Announcement winners of the TBVI Young Scientist Award 2017

TBVI is pleased to announce the 3 winners of the young scientist award 2017.

Each of these winners are outstanding scientist in the TB vaccine R&D field. TBVI wishes them a very successful career and is looking forward to work with them to discover and develop new safe, effective and affordable TB vaccines

The winners are:

1) Rachel Tanner is currently a Post-doctoral Scientist under Professor Helen McShane at the Jenner Institute, University of Oxford. Rachel obtained an academic scholarship for her BA in Biological Sciences, and was awarded a studentship from the Universities Federation of Animal Welfare for her PhD studies (both at University of Oxford). Her PhD was concerned with the development and optimisation of a cross-species mycobacterial growth inhibition assay (MGIA) as a potential biomarker for the early evaluation of novel TB vaccine candidates as well as a tractable system for exploring underlying immune mechanisms. There has been considerable interest in the MGIA from other groups internationally. Rachel is continuing to validate the MGIA as part of her Post-doctoral research and has recently been awarded an NC3Rs grant to transfer the non-human primate MGIA to partner laboratories and investigate associated immune correlates of mycobacterial control

2) Susanna Commandeur currently a Post-doctoral scientist at the department of Medical Microbiology and Infection Control of VU University Medical Center, Amsterdam. Susanna identified during her PhD at LUMC, Leiden a new subset of in vivo expressed M. tuberculosis antigens (IVE-TB) and explore their potential as antigens in a new TB vaccine. These dormancy and resuscitation associated protein antigens were shown to be immunogenic and IVE-TB protein Rv2034 induced a protective reponse in mice. During her postdoc at the VUmc, Amsterdam she worked on the development of a persister zebrafish embryo infection model for drug screening purposes and recently started to study the formation of lipid bodies in mycobacteria and identify the role of these structures in antibiotic tolerance, the topic of the VENI grant that she received last year. Her goal is to understand the adaptive capacities of mycobacteria to the host environment and by this reveal new targets for vaccine and drug discovery and contribute to understanding the function of known vaccine antigens.
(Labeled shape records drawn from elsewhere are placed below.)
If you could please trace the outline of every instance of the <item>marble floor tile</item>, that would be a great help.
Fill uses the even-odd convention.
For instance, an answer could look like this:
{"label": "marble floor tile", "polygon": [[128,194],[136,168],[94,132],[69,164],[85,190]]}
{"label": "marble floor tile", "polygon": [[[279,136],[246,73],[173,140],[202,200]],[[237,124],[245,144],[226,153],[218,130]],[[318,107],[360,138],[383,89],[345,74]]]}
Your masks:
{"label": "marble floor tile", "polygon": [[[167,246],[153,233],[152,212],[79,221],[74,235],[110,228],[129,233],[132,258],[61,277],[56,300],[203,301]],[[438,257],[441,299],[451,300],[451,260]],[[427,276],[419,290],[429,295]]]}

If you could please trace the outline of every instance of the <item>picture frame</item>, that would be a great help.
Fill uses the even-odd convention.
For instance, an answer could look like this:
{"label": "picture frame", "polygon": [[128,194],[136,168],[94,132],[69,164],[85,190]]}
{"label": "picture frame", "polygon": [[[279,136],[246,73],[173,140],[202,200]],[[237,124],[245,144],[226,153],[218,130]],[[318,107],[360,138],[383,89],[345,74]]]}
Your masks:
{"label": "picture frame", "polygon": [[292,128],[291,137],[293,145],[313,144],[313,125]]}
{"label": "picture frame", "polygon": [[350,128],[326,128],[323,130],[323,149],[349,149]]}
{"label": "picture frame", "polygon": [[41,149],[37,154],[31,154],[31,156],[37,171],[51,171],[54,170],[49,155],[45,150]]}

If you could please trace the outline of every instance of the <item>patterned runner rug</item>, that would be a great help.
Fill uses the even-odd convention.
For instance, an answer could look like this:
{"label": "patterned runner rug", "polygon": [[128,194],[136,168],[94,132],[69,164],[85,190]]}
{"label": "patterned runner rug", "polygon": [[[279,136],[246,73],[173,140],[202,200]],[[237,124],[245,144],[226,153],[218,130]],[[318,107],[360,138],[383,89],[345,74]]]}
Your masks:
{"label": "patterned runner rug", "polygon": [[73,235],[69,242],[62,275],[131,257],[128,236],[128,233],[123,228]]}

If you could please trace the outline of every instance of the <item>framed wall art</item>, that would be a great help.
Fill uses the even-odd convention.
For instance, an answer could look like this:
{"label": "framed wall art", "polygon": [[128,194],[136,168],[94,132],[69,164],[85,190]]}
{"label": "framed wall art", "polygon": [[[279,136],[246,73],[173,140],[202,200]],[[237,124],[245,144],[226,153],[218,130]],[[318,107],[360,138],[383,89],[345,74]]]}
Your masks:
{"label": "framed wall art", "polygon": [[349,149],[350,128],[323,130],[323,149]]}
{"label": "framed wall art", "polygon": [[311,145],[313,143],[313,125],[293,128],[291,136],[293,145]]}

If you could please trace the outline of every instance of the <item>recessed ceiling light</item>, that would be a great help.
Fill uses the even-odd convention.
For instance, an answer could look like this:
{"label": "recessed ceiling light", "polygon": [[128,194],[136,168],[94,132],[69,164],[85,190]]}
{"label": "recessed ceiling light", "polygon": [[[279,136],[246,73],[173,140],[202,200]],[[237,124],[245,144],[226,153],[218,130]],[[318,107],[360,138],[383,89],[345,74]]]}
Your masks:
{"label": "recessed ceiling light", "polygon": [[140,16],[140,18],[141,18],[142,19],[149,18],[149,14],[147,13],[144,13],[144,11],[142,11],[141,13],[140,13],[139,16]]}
3) Fadel Sayes obtained his Master’s degree in Microbiology from the University of Aleppo in 2005. Three years later, he relocated to Paris, France to join the University of Paris XI (Paris-Sud) where he obtained a Master’s degree in Immunology in 2009.
Being fascinated by the immune system he pursed his PhD studies in Immunology at the University of Paris VII (Paris-Diderot) and completed this in 2013. During his doctoral studies carried out in Prof. Claude Leclerc’s lab at Pasteur Institute in Paris, he investigated the role of the ESX-5 type VII secretion system of Mycobacterium tuberculosis in virulence, immunogenicity, and host-pathogen interaction. His thesis work opens new prospects for the development of a new live-attenuated vaccine against Mycobacterium tuberculosis (Sayes et al., Cell Host & Microbe, 2012). He has now joined Prof. Roland Brosch’s lab at the Pasteur Institute in 2013 as Post-Doctoral researcher. He has worked on characterizing the fine composition of adaptive immune cells in response to immunization with different live-attenuated or subunit anti-tuberculosis vaccine candidates (Sayes et al., PLoS Pathogens, 2016), and how these can be influenced to achieve improved vaccine efficacy in the mouse model of tuberculosis infection. Currently, he works on the identification of key molecular mechanisms of secretion of major ESX-associated virulence factors of Mycobacterium tuberculosis using innovative immunological tools.

Each prize consists of a scholarship (covering the conference fee and the travel and accommodation expenses) to attend one relevant scientific conference/symposium/training course.